Sulla questione dell’omaggio: centro. Come hai fatto a capirlo? Finora sei l’unico, ah ah ah.

10) Mila è una figura che in un qual modo sembra vivere al margine della società facendo la propria apparizione per realizzare l’agognata vendetta. Una vera e propria killer che in parte potrebbe uscire da film come Kill Bill. Per gente che ha subito il suo passato e che non è stata aiutata dallo stato c’è possibilità di rientrare nella società senza nutrire odio o desiderio di rivalsa?
Certamente sì. Non intendo certo inneggiare all’omicidio o alla vendetta o al desiderio di rivalsa. Il mio, chiaramente, è un romanzo, una storia. Detto questo, credo avremmo bisogno di maggior senso civile e di coscienza sociale per puntare meno all’individualismo sfrenato e più alla solidarietà, a patto che la stessa sia supportata da una coscienza critica, la solidarietà da sola non basta anzi rischia di fare danni enormi.
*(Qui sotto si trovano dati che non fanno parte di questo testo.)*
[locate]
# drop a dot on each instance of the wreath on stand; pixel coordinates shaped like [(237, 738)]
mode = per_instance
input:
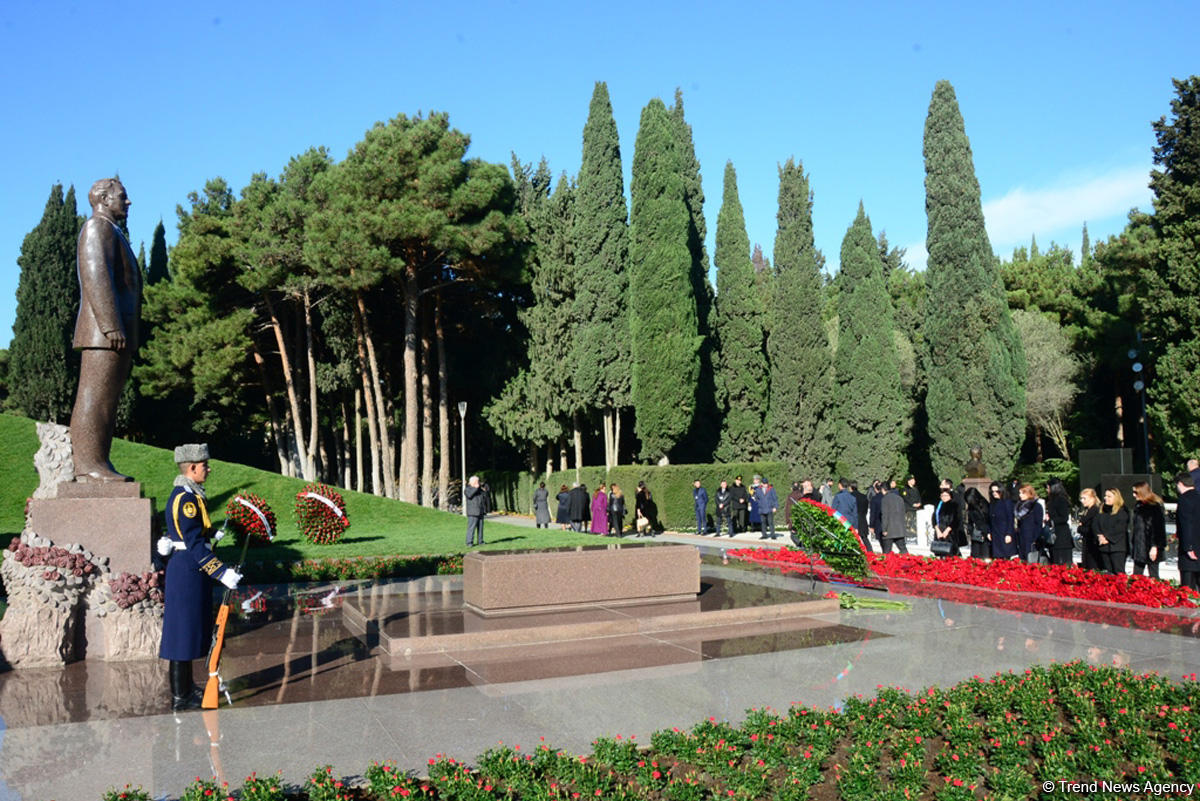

Poi, certo, se mi chiedi se la nostra generazione deve nutrire un certo spirito di rivincita nei confronti dei ragazzini di settanta e ottant’anni ti dico immediatamente di sì. Mandiamoli via, hanno fatto quello che dovevano fare (eccome se l’hanno fatto), adesso è il nostro turno. Credo sia difficile fare peggio di loro.
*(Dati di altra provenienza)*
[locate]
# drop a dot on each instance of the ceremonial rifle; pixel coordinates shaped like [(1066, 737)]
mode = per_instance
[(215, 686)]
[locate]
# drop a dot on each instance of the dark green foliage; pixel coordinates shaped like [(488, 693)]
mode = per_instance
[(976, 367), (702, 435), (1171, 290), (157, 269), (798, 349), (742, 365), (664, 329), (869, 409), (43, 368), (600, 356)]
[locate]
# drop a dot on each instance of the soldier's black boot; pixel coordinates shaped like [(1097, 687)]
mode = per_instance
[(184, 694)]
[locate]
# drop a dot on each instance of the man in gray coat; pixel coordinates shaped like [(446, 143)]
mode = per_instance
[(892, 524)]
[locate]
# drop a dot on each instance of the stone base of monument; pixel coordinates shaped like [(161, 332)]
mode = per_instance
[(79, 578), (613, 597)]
11) Se dovessi descrivere Mila con sole tre parole, quali sceglieresti?
Affascinante, complessa, letale.

12) Cosa ci possiamo aspettare nel futuro prossimo da te come autore? Hai già progetti in cantiere?
Ho appena consegnato un nuovo manoscritto, una black comedy spero divertente con un tema piuttosto attuale mentre sono al lavoro sul sequel di Mila. Con Alessandro Vitti (disegnatore per Marvel e Bonelli) sto lavorando al fumetto dedicato a Mila: Red Dread.
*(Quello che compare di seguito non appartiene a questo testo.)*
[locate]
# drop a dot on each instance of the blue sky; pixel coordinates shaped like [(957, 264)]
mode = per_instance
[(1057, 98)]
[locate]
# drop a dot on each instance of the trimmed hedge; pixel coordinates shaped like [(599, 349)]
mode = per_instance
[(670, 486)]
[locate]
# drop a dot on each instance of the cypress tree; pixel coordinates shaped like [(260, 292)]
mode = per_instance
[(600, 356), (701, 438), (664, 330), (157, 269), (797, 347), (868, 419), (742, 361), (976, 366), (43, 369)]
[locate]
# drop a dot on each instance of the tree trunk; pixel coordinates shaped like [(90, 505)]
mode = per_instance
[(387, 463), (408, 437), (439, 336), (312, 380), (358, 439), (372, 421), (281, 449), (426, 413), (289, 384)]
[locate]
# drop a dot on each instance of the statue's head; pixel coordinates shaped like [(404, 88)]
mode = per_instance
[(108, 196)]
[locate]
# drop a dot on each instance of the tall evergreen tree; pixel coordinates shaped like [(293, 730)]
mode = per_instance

13) Vuoi lasciare un messaggio ai tuoi lettori?
Scherzi? Certo! Grazie infinite amici miei, grazie per aver dato una possibilità a Mila, spero che la sua ballata assassina vi sia piaciuta, potete scrivermi, se vi va, alla mail indicata sull’aletta del libro per dirmi cosa vi ha convinto e cosa vi ha lasciato perplessi, cosa vi è piaciuto e cosa vi è sembrato forzato. Credo in una costante interazione fra chi scrive e chi legge. Vi abbraccio e grazie a L’Altrapagina e a te, Gianfranco, per lo spazio e l’intervista che mi avete concesso, siete grandi!